FOXBORO -- Tom Brady went into detail on Wednesday as to why it's important for him to play with some of his new teammates during the preseason. Even exhibition games are played at a different speed than practice, he explained, and so to be out there mimicking what will happen Week 1 is critical. Brady even went out of his way to mention Rex Burkhead specifically, saying that it was nice to get Burkhead a touchdown against the Texans last weekend. 

Might Burkhead's preseason reps be limited later this week in Detroit? The former Bengals running back has not been spotted at the beginning of Patriots practices on Tuesday or Wednesday. Injury reports are not released during the preseason, so it will be worth watching pregame Friday whether or not Burkhead is on the field and in uniform. 
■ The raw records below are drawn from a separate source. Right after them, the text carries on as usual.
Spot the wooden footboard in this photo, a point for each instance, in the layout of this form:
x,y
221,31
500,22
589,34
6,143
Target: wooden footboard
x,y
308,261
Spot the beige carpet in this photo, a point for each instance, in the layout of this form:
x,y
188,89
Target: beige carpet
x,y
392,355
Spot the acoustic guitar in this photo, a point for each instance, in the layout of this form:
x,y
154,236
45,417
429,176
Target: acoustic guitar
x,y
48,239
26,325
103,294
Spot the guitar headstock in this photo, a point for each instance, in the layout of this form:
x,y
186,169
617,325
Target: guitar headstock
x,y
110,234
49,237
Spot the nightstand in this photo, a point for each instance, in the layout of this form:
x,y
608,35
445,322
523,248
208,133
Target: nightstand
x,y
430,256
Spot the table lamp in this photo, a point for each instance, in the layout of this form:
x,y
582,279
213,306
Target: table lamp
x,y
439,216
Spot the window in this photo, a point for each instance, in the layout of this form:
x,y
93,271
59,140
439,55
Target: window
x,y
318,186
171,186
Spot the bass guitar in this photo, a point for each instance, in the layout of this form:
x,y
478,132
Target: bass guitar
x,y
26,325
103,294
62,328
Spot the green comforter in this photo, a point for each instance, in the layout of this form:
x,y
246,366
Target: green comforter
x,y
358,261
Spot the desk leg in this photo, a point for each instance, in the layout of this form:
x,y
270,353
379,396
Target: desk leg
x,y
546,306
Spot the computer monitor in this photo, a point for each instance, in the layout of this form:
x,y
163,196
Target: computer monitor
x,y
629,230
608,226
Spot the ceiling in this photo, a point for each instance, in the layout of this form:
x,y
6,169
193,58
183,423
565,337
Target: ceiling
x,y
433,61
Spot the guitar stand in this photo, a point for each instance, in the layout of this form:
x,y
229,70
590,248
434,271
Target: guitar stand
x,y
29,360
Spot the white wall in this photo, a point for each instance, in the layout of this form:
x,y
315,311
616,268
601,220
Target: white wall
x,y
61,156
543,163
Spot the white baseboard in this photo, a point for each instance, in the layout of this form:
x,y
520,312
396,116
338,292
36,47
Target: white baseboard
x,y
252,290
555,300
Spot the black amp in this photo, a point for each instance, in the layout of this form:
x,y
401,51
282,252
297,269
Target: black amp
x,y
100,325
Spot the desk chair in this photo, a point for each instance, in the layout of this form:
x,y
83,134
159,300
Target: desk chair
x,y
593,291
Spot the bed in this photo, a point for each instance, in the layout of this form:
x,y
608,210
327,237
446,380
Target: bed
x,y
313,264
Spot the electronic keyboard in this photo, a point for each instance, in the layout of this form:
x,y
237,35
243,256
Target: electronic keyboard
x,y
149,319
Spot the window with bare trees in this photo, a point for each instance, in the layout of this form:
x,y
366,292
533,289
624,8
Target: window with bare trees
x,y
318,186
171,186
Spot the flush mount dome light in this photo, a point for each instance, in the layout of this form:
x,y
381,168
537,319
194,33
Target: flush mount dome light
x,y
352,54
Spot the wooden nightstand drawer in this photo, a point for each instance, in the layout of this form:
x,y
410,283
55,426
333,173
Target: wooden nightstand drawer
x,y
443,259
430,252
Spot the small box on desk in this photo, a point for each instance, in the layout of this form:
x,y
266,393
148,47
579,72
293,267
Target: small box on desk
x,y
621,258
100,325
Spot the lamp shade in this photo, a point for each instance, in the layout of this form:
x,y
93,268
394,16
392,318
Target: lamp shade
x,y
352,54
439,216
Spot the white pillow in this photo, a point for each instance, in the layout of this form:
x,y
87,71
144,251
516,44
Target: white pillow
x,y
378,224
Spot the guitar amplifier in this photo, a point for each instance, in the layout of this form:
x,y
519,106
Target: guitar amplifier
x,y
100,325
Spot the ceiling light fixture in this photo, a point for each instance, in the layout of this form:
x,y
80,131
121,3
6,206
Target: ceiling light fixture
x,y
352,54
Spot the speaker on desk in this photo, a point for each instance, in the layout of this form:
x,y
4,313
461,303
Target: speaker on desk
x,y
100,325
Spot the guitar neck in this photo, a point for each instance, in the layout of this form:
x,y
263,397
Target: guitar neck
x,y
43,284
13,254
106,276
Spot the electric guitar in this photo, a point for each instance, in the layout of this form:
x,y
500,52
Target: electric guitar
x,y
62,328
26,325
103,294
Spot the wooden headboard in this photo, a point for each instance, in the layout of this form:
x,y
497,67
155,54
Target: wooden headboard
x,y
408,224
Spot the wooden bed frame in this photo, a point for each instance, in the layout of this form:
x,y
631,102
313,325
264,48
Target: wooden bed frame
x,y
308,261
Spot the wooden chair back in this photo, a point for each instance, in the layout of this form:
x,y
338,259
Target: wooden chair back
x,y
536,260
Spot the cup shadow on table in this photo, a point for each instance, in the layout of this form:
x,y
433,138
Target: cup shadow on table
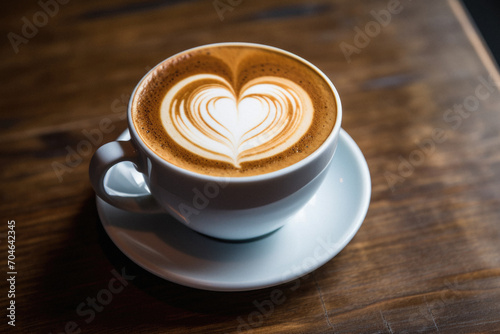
x,y
212,305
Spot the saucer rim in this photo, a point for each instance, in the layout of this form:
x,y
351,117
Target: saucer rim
x,y
226,286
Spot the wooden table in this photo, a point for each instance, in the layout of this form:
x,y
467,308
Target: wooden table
x,y
419,98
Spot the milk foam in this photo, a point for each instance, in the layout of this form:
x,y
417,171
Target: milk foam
x,y
204,114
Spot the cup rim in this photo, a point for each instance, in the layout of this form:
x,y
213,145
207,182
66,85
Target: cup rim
x,y
240,179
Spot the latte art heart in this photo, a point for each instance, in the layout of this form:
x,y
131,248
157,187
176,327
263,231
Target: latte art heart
x,y
205,115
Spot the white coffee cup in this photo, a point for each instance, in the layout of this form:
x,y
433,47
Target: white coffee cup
x,y
232,208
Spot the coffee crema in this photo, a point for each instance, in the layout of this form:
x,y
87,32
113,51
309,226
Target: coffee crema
x,y
233,110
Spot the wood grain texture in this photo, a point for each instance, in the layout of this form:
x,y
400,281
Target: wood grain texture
x,y
427,257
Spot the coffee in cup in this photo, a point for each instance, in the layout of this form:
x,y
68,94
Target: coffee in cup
x,y
233,110
232,139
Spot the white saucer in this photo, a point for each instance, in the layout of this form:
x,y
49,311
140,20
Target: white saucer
x,y
170,250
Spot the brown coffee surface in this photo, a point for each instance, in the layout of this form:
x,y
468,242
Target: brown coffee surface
x,y
238,65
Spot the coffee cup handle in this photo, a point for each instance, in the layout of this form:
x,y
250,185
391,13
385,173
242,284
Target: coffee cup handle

Burkhead looked healthy by the end of his time playing in Houston -- his final play was a 22-yard catch-and-run touchdown -- and he spoke to reporters on Monday afternoon. 
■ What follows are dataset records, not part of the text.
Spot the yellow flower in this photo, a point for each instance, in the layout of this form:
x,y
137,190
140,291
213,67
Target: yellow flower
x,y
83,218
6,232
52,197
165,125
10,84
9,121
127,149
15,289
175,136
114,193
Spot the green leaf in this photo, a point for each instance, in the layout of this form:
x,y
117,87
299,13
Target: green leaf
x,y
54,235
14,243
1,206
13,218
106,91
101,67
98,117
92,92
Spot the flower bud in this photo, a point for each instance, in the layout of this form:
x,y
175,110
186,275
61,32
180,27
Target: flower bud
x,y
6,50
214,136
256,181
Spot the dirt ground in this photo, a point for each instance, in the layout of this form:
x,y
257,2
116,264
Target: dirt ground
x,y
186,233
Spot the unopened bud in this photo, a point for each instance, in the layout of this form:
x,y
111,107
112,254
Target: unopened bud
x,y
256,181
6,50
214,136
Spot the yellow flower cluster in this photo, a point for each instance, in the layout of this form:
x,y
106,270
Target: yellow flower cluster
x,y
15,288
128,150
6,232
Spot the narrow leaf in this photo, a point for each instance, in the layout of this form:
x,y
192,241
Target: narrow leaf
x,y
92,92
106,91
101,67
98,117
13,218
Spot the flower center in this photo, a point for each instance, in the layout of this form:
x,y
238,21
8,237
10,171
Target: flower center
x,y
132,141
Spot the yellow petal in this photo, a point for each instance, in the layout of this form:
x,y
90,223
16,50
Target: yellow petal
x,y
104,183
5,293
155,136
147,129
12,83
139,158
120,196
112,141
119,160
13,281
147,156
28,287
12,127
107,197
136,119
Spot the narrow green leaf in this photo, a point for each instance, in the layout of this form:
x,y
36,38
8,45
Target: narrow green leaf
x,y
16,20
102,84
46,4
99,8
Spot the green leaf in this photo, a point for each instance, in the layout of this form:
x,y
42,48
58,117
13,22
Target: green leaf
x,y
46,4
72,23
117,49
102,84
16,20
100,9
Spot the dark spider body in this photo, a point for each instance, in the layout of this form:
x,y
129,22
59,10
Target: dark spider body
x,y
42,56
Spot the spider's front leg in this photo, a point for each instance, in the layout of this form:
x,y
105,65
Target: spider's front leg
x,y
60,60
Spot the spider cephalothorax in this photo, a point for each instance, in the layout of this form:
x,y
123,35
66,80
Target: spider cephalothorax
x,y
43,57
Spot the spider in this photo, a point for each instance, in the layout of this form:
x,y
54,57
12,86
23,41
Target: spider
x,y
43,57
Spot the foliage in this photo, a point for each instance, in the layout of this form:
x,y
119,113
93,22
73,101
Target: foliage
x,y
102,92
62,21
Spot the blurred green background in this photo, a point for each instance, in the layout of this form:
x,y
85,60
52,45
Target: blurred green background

Also missing from Wednesday's session were Malcolm Mitchell, Matthew Slater, Matt Lengel, Shea McClellin and Tony Garcia. Undrafted rookies Keionta Davis and Andrew Jelks (NFI) were present but not in uniform for the shells-and-shorts session. 

Mitchell played in New England's preseason matchup with Houston but appeared to tweak his knee during one of his first snaps on the field. He stayed in the game, but he has not been seen by reporters at either Patriots practice this week.